Federal Circuit rejects narrow approach to relation back doctrine
The U.S. Court of Appeals for the Federal Circuit, the appellate court that hears all patent-related appeals, recently revived an infringement lawsuit based on the relation back doctrine. The court found the trial court’s application of the doctrine, which resulted in the case being dismissed because of the statute of limitations, “overly restrictive.”
The charges
Anza Technology holds a patent that describes tools for bonding electronic components to substrates and printed circuit boards using techniques known as “wire bonding” or “flip-chip bonding.” The patent claims in question, however, only cover the flip-chip bonding technique.
Anza sued Mushkin, Inc., alleging patent infringement of the flip-chip bonding claim. After Mushkin provided a declaration that its products didn’t use the bonding technique, it filed a motion to dismiss the case. Anza agreed, and the trial court granted the motion but allowed Anza to file an amended complaint.
The company’s amended complaint removed reference to the original patent and alleged infringement of two new patents that covered wire bonding techniques. The new complaint included six of the 16 products accused of infringement in the original complaint and added two new products.
Mushkin filed another motion to dismiss, arguing the amended complaint didn’t relate back to the date of the original complaint, and the district court again granted it. The court ruled that new claims of infringement don’t relate back if:
- They aren’t an integral part of the claims in the original complaint, and
- Proof of the new claims won’t entail the same evidence as proof of the original claims.
Finding that to be the case here, it concluded that the infringement claims in the amended complaint were barred by the statute of limitations.
The appeal
Anza appealed, arguing that the relation back doctrine did apply. Under the doctrine, an amended complaint relates back to the date of the original complaint if the amendment asserts a claim or defense that arose out of the same conduct, transaction or occurrence set out — or attempted to be set out — in the original pleading.
Interpreting the doctrine liberally, the U.S. Supreme Court has deemed it applicable if the amended complaint relates “to the same general conduct, transaction and occurrence” as the original complaint. The Court reasons that a party who has been notified of litigation about a particular occurrence has received all of the notice that statutes of limitations are intended to provide.
After reviewing the history of the relation back doctrine, the Federal Circuit concluded that the relevant considerations for determining whether newly alleged claims, based on separate patents, relate back are:
- The overlap of parties,
- The overlap in the accused products,
- The underlying science and technology,
- Time periods, and
- Any additional factors that might suggest commonality, or lack thereof, between the two sets of claims.
Ultimately, it said, the question is whether the general factual situation or the aggregate of operative facts underlying the original complaint gave Mushkin notice of the nature of the allegations against it.
The Federal Circuit found that the parties in the two complaints overlapped completely, while six of the products overlapped.
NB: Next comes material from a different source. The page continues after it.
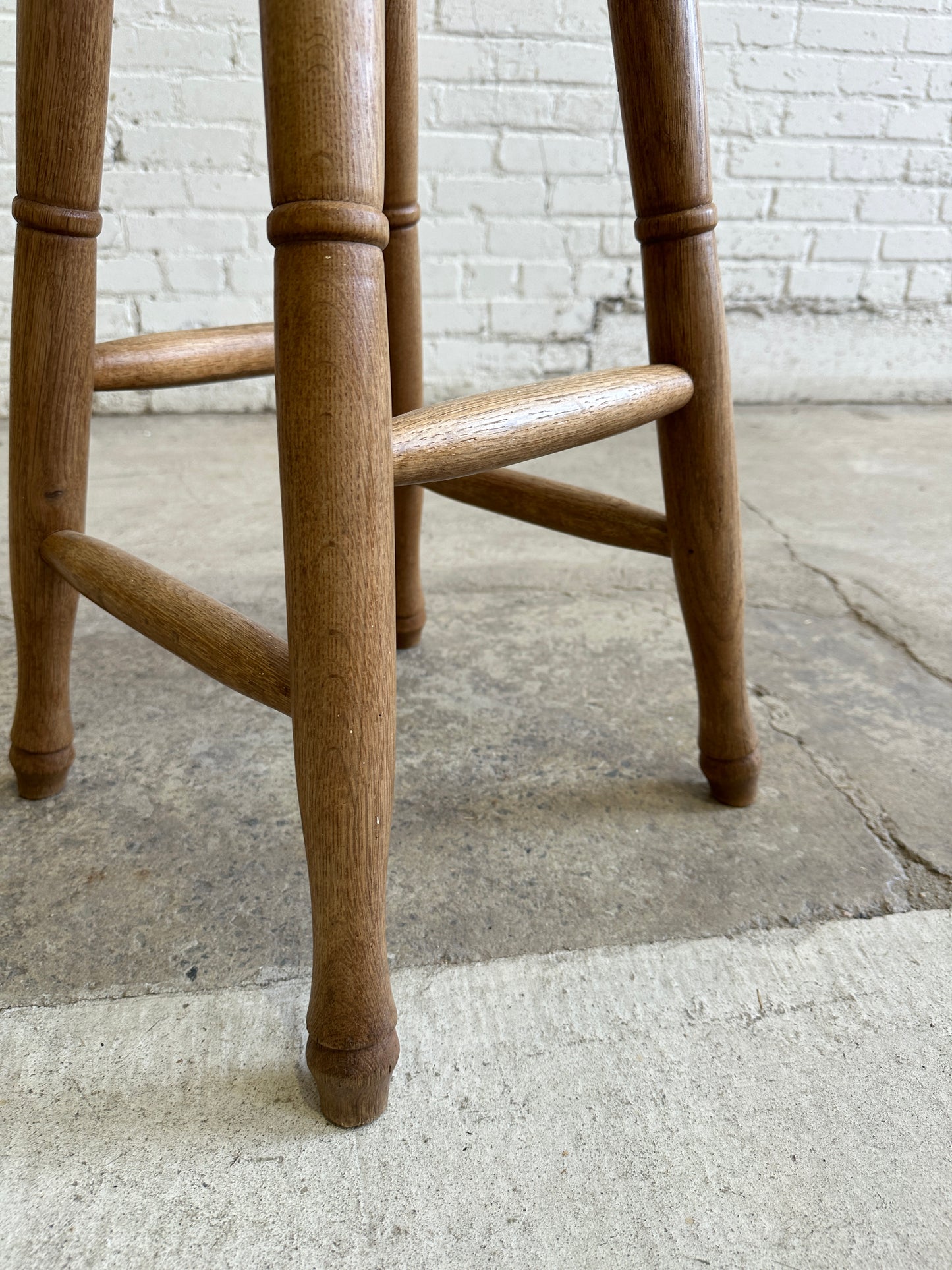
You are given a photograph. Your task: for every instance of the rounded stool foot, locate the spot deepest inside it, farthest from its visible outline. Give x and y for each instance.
(41, 775)
(410, 629)
(353, 1083)
(733, 780)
The patents all shared the same underlying science and technology, despite covering different bonding techniques, and the time period in the second complaint fell wholly within the time period in the first.
A lawsuit rebooted
The Federal Circuit held that the claims in the second complaint regarding the six originally accused products related back to the date of the original complaint and reversed the motion to dismiss them. It also vacated the dismissal of the claims addressing products added in the amended complaint and remanded them to the trial court to determine whether they related back in light of the legal standard described above.